Cap sur le lithium "made in France"
Cette reconquête industrielle passe, entre autres, par le contrôle des matériaux critiques qui entrent dans la composition des batteries, aux premiers rangs desquels le lithium ou le cobalt ou le nickel. "Il faut travailler sur toute la chaîne de valeur. Nous avons des mines de lithium en France et nous allons les développer grâce au nouveau code minier ; c'est clé pour notre souveraineté", a ainsi annoncé le président.
Il y a quelques mois, l’ancienne ministre de la Transition écologique, Barbara Pompili, avait indiqué que face au boom annoncé de la demande, la France ne devait "s’interdire de rien" en matière d’extraction. L’Élysée persiste donc et signe dans cette voie.

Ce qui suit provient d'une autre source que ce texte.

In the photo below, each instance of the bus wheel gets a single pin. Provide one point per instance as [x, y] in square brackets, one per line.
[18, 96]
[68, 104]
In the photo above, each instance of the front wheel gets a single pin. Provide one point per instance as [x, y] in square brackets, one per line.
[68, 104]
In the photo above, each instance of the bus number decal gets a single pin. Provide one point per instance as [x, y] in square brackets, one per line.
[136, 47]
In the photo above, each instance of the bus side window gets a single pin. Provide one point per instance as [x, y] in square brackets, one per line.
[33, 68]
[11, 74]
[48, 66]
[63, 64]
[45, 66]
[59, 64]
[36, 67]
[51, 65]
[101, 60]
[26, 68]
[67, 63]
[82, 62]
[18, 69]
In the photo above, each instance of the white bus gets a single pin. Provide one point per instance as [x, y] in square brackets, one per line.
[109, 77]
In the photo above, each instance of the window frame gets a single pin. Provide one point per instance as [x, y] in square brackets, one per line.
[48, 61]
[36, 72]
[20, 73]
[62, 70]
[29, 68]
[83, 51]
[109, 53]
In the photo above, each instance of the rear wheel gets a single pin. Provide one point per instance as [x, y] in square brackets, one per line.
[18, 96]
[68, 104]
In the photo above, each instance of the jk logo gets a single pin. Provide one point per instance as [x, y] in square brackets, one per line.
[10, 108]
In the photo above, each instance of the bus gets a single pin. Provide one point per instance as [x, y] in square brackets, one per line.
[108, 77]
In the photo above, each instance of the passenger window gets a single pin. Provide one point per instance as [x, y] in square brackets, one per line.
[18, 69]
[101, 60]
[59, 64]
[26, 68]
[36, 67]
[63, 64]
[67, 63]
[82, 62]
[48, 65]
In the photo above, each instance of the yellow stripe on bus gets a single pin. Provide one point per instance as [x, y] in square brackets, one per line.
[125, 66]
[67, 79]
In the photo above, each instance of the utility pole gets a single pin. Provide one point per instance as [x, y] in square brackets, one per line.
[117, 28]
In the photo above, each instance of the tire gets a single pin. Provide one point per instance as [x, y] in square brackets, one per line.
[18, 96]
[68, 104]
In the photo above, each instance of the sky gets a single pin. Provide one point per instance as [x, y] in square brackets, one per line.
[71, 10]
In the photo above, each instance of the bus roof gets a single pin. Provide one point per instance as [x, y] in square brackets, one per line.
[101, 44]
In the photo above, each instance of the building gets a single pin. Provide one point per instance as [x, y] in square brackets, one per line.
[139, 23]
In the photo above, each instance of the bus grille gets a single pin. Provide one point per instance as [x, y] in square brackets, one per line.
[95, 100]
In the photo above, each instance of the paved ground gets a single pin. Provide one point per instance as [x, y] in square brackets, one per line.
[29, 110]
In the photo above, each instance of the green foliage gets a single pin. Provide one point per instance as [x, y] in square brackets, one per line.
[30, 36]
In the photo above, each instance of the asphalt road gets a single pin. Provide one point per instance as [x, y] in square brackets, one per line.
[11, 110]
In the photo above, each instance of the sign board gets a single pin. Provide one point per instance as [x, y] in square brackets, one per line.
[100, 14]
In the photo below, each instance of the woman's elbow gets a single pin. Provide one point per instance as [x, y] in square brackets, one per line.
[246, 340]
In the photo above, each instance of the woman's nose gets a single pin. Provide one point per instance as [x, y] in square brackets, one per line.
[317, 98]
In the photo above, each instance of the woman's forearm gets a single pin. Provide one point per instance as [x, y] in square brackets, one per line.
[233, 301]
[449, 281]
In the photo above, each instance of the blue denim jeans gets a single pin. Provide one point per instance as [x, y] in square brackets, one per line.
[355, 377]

Jusqu’alors, le lithium était avant tout utilisé dans la conception des éoliennes, des céramiques ou encore des médicaments. L’explosion de la voiture électrique change la donne dans la mesure où elle va démultiplier sa consommation dans le monde, au risque de lui conférer un statut de nouvel "or blanc", au même titre qu’hier, "l’or noir" pétrolier. Selon le cabinet de conseil Rare Earth Advisory, dans les prochaines années, c’est d’ailleurs le lithium qui connaîtra la plus forte demande (multipliée par 8 entre 2020 et 2030), devant le cobalt (dont les besoins quintupleraient).
La bonne nouvelle c’est que cette fois, la France, contrairement au pétrole, dispose de réserves de lithium tout à fait significatives. En 2018, le Bureau de recherches géologiques et minières (BRGM) les a même quantifiées : à l’époque, 41 sources de lithium avaient été recensées en France, sur une diagonale allant du Massif armoricain au Massif central. Le même BRGM estime le potentiel tricolore à près de 11 millions de tonnes de lithium, soit l'équivalent de 2 % de la production annuelle mondiale.
Le maillon faible, c’est que ces réserves sont pour le moment largement inexploitées. La première usine française de lithium pour batteries de véhicules électriques ne devrait ouvrir que fin 2025 à Lauterbourg, dans le Bas-Rhin, à l’initiative d’une entreprise de recherche alsacienne Viridian associée à Technip Energies et Veolia Water. De quoi tenir tête (à terme) aux principaux producteurs de lithium que sont le Chili, l’Australie ou encore la Chine (60 % dans le monde) ? Et asseoir la souveraineté nationale de la France ?
A voir. Car le lithium "made in France" n’a pas que des supporters. Ses détracteurs pointent les conséquences environnementales de son exploitation, notamment en termes de consommation d’eau. Dans son dernier livre sur le véhicule électrique, l’ex-directeur des services économie de TF1 et de LCI, François-Xavier Pietri, rappelle que "pour sortir une tonne de lithium, un million de litres d’eau sont nécessaires. Pour fabriquer une batterie électrique, il faut donc l'équivalent de la consommation d’eau de 500 personnes pendant un an". (2)
Dans ce débat, comme dans celui de la transition énergétique en général, aucune solution n’est totalement "blanche ou noire". Vaut-il mieux déployer sa propre filière intégrée de production de batteries ou dépendre de pays extérieurs ? L’Élysée, en tout cas, a tranché.
L’Arval Mobility Observatory
(1). Emmanuel Macron : « Il faut une politique massive pour réindustrialiser l'Europe » | Les Echos, 17 octobre 2022.
(2). "Voitures électriques, ils sont devenus fous", par François-Xavier Pietri. Editions de l’Observatoire.